A review by categj
Y by Marjorie Celona

4.0

Marjorie Celona's debut novel Y is a beautifully written story about love, loss and belonging. The tale opens in the early hours of the morning as a young woman abandons her newborn daughter on the steps of the Victoria YMCA.

The book is written in two narratives with Shannon, in alternating chapters, tracing her life from birth through her adolescence and sharing the story of her mother, Yula, beginning a few days before her daughters birth and the tragedy leading up to the scene at the YMCA, where she set down her newborn, wrapped in an old, grey sweatshirt, and walks swiftly away without looking back.

Shannon’s story is a typical tale of a child thrust into the social services system, constantly moving from foster home to foster home all the while feeling lost, alone — a misfit everywhere she lands. Her wildly curly white-blond hair, her one blind eye and small stature only serve to emphasize her difference from those around her.

Eventually, Shannon is taken in by Miranda a single-mother with a daughter, Lydia-Rose. As Shannon strives to find a way to fit into this little family, she is hindered by an overwhelming desire to discover the answers to her many questions — "Where did I come from? Who are my parents and especially — Why did my mother abandon me? "

Shannon's longing to find her place in the world pushes her to embark upon a search for identity and belonging and along the way she finds that the answers to her big questions sometimes leads to surprising endings.

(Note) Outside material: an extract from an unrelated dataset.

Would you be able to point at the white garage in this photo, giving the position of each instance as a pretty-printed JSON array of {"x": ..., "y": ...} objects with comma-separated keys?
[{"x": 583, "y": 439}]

Ms. Celona's writing creates a compelling, bittersweet picture of the age-old desire to be a part of something, to know where we come from and why life unfolds as it does. Her characters, in this novel, are very real and their emotions and actions feel familiar. The novel is eminently readable and while the story is very sad, there is a sense of hope that permeates throughout, notwithstanding the book’s darkest moments.